Amazon discovered a 'high volume' of CSAM in its AI training data but isn't saying where it came from

ZoteTheMighty@lemmy.zip · 3 days ago

But if they’re uniquely good at producing CSAM, odds are it’s due to a proprietary dataset.

ImgurRefugee114@reddthat.com · edit-2 3 days ago

This is why I use the word ‘proliferation,’ in the nuclear sense. Though contamination may be more apt… Since the days of SD1, these illegal capabilities have become more and more prevalent in the local image model space. The advent of model merging, mixing, and retraining/finetunes, have caused a significant increase in the proportion of model releases that have been contaminated.

What you’re saying is ultimately true, but it was more true in the early days. Animated, drawn, and CGI content has always been a problem, but photorealistic capability was very limited and rare, often coming from homebrewed proprietary finetunes published on shady forums. Since then, they’ve become much more prolific.

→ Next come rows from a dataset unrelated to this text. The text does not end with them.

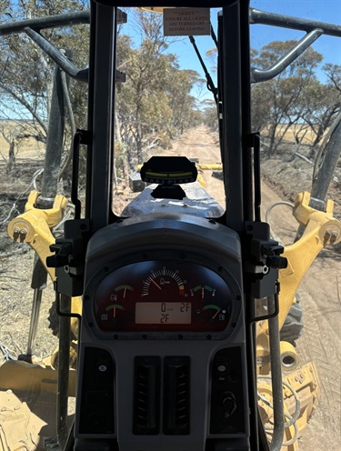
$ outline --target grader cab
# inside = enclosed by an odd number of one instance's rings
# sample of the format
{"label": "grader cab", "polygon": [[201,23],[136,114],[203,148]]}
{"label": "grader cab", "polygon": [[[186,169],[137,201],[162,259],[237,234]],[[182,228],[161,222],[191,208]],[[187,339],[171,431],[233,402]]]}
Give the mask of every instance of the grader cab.
{"label": "grader cab", "polygon": [[[58,70],[88,83],[87,128],[74,135],[75,217],[55,239],[52,229],[68,200],[56,194],[51,169],[42,191],[31,192],[25,212],[8,225],[10,236],[28,243],[38,258],[27,352],[0,367],[3,449],[296,450],[320,387],[314,362],[299,366],[293,340],[281,338],[280,330],[317,254],[341,240],[341,225],[332,201],[324,197],[319,210],[302,193],[294,210],[302,236],[286,247],[272,238],[261,220],[261,136],[251,130],[250,91],[320,35],[341,36],[341,28],[264,13],[246,0],[199,1],[195,7],[149,1],[145,14],[163,15],[165,33],[189,36],[196,53],[196,35],[213,37],[216,86],[203,69],[216,104],[221,161],[207,166],[186,155],[152,156],[136,165],[143,192],[118,215],[112,189],[115,85],[124,80],[117,28],[129,19],[126,8],[141,2],[90,5],[90,12],[0,25],[2,35],[25,33]],[[90,24],[83,70],[41,34],[75,23]],[[250,65],[252,24],[306,35],[260,69]],[[63,116],[60,103],[55,105],[51,134]],[[207,167],[221,170],[223,205],[198,182]],[[40,288],[47,276],[60,316],[59,346],[38,361]]]}

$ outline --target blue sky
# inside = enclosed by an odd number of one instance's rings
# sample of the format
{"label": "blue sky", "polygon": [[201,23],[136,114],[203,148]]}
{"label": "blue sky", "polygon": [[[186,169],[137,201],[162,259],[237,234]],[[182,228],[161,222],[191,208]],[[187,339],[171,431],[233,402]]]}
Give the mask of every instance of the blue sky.
{"label": "blue sky", "polygon": [[[262,11],[276,14],[285,14],[302,18],[310,18],[331,24],[341,24],[341,0],[253,0],[251,6]],[[211,13],[211,20],[215,26],[216,10]],[[276,40],[286,41],[288,39],[300,39],[304,32],[278,28],[269,25],[251,25],[251,46],[260,49],[263,45]],[[196,41],[200,52],[205,55],[206,50],[214,46],[213,41],[208,36],[197,36]],[[334,36],[321,36],[313,45],[313,47],[324,55],[326,63],[341,65],[341,38]],[[183,39],[170,45],[169,51],[178,55],[181,68],[191,68],[203,74],[197,57],[192,49],[188,39]],[[204,58],[210,68],[211,62]],[[318,72],[322,81],[322,72]]]}

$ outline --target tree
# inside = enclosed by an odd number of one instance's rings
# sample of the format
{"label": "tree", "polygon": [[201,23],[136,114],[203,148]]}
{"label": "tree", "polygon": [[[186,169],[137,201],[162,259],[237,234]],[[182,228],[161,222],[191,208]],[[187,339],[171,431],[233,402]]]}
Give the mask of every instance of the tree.
{"label": "tree", "polygon": [[131,167],[155,145],[169,146],[170,139],[197,121],[191,95],[199,75],[180,70],[176,56],[165,53],[169,41],[162,34],[162,16],[137,10],[135,24],[141,35],[135,46],[128,35],[118,40],[118,68],[126,82],[117,86],[116,125]]}
{"label": "tree", "polygon": [[[20,0],[2,2],[1,22],[14,22],[60,13],[79,11],[84,0]],[[42,34],[58,48],[74,51],[75,62],[80,66],[88,63],[88,26],[48,29]],[[55,64],[25,34],[2,37],[0,46],[0,114],[3,119],[16,121],[25,135],[45,142],[52,92]],[[85,105],[87,87],[72,83],[74,114],[79,127],[85,126]],[[70,145],[65,140],[65,150]],[[11,148],[11,147],[10,147]]]}
{"label": "tree", "polygon": [[[296,41],[274,41],[259,54],[254,52],[253,65],[266,69],[295,44]],[[269,154],[276,153],[287,130],[303,120],[306,102],[302,98],[306,86],[316,81],[315,69],[321,61],[322,55],[309,47],[276,77],[254,87],[254,124],[257,127],[267,124]]]}

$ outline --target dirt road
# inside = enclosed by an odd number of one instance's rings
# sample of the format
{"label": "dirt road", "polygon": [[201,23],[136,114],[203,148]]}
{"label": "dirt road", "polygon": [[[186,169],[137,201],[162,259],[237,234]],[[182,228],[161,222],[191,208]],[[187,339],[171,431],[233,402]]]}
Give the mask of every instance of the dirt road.
{"label": "dirt road", "polygon": [[[185,134],[175,143],[169,155],[199,156],[201,164],[216,163],[220,161],[220,156],[216,139],[204,127],[199,127]],[[208,191],[224,205],[222,182],[212,177],[209,171],[205,172],[205,178]],[[277,200],[278,195],[264,185],[263,213],[270,204]],[[296,224],[287,206],[274,209],[270,223],[286,245],[292,242]],[[0,264],[0,272],[3,273],[3,277],[0,278],[0,341],[11,346],[18,343],[18,347],[23,352],[32,304],[32,294],[29,293],[28,286],[33,253],[2,256]],[[48,285],[46,291],[50,293],[47,297],[53,299],[52,286],[51,284]],[[302,363],[315,361],[321,381],[319,406],[299,440],[299,449],[338,451],[341,449],[340,256],[332,250],[324,250],[306,274],[299,293],[304,308],[305,331],[297,345],[297,352]],[[44,324],[39,328],[37,336],[39,356],[51,351],[51,346],[55,343],[55,337],[46,331],[45,317],[48,308],[48,302],[44,302]],[[12,327],[8,324],[12,324]],[[15,324],[15,329],[13,324]]]}
{"label": "dirt road", "polygon": [[[204,127],[188,132],[174,145],[177,155],[197,157],[200,163],[220,161],[216,137]],[[207,190],[222,205],[222,182],[205,173]],[[294,181],[295,185],[295,181]],[[262,185],[263,219],[266,208],[281,199],[266,185]],[[285,245],[293,242],[297,223],[286,205],[276,207],[270,215],[273,231]],[[304,258],[304,256],[302,256]],[[317,411],[299,439],[300,451],[341,449],[341,258],[331,248],[325,249],[306,275],[299,294],[304,309],[305,328],[297,343],[302,364],[314,361],[321,383]]]}

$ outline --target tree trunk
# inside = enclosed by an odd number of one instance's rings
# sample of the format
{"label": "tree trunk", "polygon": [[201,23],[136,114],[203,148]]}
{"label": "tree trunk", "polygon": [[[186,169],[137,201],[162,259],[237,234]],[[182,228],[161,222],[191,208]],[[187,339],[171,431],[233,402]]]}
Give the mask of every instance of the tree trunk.
{"label": "tree trunk", "polygon": [[12,174],[12,171],[15,169],[15,140],[11,140],[8,150],[8,161],[6,165],[6,174]]}

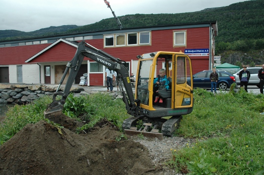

It’s estimated that roughly between a fourth and a third of photorealistic SDXL-based NSFW models released on civit.ai during 2025 have some degree of capability. (Speaking purely in a boolean metric… I don’t think anyone has done a study on the perceptual quality of these capability for obvious reasons.)

Just as LLM benchmark test answers have contaminated open source models, illegal capabilities gained from illegal datasets have also contaminated image models; to the point where there are plenty of well-intentioned authors unknowingly contributing to the problem. There are some who go out of their way to poison models (usually with false association training on specific keywords) but few bother, or even known, to do so.